ノンレム睡眠は、脳と身体をしっかり休ませる睡眠です。
私たちは眠りにつくと、まずノンレム睡眠に入り、その後レム睡眠へ移ります。このサイクルを約90分ごとに一晩で4〜6回くり返しています。
ノンレム睡眠にはN1、N2、N3と3つの段階があり、N3が最も深い眠りで、身体の回復にとって特に重要な時間です。
深いノンレムのでは、副交感神経が優位になり、心拍数や呼吸、血圧がゆるやかになります。

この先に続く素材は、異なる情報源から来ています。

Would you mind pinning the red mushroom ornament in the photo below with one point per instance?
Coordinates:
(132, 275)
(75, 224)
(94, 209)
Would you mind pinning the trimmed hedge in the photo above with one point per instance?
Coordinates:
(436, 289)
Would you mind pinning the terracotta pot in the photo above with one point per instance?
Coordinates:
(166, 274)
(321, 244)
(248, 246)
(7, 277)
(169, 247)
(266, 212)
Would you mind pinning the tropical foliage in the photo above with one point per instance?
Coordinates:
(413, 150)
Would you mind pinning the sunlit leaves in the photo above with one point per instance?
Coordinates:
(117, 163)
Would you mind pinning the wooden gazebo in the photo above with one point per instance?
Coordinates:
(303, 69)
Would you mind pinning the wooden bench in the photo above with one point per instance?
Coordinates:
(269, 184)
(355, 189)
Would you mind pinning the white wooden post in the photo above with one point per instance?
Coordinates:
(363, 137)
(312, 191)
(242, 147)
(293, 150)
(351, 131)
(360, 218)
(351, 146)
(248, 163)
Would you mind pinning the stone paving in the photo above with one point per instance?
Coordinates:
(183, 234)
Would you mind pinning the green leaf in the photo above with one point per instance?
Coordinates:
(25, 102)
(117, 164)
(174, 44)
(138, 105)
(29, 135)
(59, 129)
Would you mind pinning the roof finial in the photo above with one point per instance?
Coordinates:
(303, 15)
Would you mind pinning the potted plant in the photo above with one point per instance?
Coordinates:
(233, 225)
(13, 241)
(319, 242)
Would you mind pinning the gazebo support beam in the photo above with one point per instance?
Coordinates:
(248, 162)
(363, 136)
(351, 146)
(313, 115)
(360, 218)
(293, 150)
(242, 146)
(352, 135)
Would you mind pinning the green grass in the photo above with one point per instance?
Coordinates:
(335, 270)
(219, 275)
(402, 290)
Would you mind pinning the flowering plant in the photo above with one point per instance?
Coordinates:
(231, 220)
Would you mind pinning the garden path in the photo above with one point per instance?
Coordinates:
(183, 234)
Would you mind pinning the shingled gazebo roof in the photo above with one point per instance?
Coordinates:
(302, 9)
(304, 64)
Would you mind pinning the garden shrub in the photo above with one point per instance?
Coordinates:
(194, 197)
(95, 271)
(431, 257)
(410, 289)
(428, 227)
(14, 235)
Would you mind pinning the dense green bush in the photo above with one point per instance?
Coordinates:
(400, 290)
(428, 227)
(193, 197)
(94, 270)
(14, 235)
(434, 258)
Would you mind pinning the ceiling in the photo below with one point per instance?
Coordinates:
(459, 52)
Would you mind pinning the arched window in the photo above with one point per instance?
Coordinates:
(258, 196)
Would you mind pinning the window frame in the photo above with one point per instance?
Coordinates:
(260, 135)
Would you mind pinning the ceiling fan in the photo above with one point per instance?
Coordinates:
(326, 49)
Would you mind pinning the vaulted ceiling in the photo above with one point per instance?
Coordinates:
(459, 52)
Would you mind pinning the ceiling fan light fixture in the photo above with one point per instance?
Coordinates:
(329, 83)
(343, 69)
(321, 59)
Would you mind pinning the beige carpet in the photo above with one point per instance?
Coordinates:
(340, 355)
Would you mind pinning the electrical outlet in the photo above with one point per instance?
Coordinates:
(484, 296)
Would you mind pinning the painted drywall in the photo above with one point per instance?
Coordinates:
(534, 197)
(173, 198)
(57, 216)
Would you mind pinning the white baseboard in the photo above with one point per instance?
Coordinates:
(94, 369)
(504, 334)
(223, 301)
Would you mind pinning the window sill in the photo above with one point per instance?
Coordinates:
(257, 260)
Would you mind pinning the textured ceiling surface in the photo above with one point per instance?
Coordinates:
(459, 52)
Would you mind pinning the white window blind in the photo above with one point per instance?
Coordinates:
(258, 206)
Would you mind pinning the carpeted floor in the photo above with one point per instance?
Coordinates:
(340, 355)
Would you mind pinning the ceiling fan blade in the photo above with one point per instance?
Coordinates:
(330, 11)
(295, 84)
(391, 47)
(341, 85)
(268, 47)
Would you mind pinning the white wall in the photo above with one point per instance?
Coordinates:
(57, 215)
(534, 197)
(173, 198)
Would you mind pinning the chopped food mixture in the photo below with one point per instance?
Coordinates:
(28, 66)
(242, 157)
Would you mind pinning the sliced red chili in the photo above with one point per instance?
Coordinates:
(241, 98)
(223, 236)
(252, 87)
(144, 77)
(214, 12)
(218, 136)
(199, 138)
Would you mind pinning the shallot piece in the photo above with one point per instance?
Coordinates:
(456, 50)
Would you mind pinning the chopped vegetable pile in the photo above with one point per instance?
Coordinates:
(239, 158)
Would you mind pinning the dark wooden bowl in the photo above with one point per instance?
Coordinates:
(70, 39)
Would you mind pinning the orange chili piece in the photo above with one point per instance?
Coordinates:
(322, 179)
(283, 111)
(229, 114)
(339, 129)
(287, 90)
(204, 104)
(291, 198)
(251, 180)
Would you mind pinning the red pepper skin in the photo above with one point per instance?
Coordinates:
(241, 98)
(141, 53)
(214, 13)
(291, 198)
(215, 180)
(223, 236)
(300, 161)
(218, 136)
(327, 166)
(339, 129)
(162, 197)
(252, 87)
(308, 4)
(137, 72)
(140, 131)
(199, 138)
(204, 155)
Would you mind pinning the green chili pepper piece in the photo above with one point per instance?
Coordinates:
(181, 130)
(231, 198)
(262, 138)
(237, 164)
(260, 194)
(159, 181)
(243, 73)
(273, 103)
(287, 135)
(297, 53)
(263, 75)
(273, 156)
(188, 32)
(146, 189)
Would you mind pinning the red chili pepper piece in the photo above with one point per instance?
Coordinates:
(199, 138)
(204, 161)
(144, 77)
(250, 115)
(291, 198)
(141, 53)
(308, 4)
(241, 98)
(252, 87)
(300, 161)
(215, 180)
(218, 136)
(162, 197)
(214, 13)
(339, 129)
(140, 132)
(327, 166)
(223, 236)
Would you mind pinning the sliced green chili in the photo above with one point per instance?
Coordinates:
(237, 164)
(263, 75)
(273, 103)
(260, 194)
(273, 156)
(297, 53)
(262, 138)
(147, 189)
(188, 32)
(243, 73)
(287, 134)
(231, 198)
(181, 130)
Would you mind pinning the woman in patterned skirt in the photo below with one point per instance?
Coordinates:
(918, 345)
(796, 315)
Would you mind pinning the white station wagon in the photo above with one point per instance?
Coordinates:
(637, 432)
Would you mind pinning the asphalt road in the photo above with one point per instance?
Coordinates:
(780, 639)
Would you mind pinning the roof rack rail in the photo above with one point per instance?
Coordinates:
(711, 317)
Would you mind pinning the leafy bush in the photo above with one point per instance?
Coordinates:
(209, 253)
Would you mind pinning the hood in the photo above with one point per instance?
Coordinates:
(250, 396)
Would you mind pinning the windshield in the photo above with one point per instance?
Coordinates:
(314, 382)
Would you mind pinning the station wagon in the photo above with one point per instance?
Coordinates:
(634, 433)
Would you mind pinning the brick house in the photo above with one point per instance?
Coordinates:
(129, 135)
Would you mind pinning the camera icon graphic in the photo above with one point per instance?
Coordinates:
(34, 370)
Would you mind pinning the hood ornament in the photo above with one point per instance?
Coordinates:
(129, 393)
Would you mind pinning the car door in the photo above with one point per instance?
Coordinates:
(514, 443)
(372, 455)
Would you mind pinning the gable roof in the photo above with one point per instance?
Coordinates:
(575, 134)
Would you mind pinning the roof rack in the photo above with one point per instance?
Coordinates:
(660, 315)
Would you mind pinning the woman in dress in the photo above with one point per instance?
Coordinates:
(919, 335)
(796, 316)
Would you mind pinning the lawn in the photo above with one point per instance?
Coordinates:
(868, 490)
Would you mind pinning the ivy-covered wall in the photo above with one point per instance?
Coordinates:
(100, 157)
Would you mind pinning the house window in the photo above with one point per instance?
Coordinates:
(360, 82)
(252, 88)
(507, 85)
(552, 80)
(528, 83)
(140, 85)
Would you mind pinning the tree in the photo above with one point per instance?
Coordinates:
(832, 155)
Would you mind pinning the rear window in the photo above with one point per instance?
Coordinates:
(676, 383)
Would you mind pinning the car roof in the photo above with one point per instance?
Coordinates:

身体は活動モードから休息モードへ切り替わり、本格的なメンテナンスが始まります。
この時間には、成長ホルモンの分泌が活発になり、
・日中に傷ついた筋肉や細胞の修復
・疲労回復
・骨や皮膚などの組織の再生
・免疫機能の維持
・エネルギーの回復
などが行われると考えられています。
また、脳もエネルギー消費を抑えながら休息し、老廃物の排出が進みやすくなることが分かってきています。
そのため、深いノンレム睡眠が不足すると、
・朝起きても疲れが残る
・日中に眠気やダルさを感じる
・集中力や判断力が低下する
・ストレスへの耐性が低下する
といった状態につながることがあります。
反対に、深いノンレム睡眠がしっかり取れていると、「ぐっすり眠れた」「朝から身体が軽い」と感じやすくなります。
睡眠は、ただ長く眠るだけでは十分ではありません。
レム睡眠で脳を整え、ノンレム睡眠で身体を整える。
この2つが規則正しく繰り返されることで、私たちの心と身体は毎日リセットされ、翌日を元気に過ごすための準備が整えられています。
質の良い睡眠は、健康な毎日への第一歩。